L’occasione è stata quella del centenario dell’Ordinariato Militare per l’Italia, una ricorrenza che ha assunto, in terra libanese, un significato ancora più profondo. Durante la Santa Messa, i militari hanno affidato le loro preghiere alla pace nel mondo, alle proprie famiglie – presenza invisibile ma costante nella missione – e al dono prezioso dei cappellani militari, punto di riferimento nei contesti più complessi.

Ma è stato un gesto semplice, nato dal cuore di una bambina, a rendere questo momento indimenticabile. Miriam, una giovane libanese, ha donato una candela a Sua Eccellenza Gianfranco Saba. Una “candela della pace”, l’ha chiamata, chiedendo con innocenza e forza di pregare per il suo popolo.
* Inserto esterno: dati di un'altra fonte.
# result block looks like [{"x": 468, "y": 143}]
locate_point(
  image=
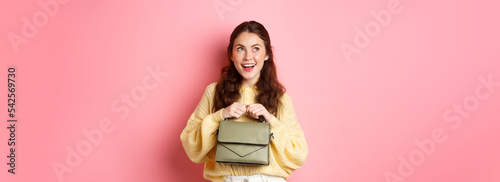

Quella fiamma, accesa nel santuario, è diventata simbolo di speranza condivisa, capace di superare lingue, culture e confini. Nella luce tremolante della candela si sono riflesse le speranze di un Libano ferito ma vivo, e l’impegno silenzioso di chi, lontano da casa, continua a servire credendo in un futuro di pace.

Un gesto piccolo, ma dal significato immenso. Perché, anche nei contesti più difficili, è proprio da una luce fragile che può nascere una speranza più grande.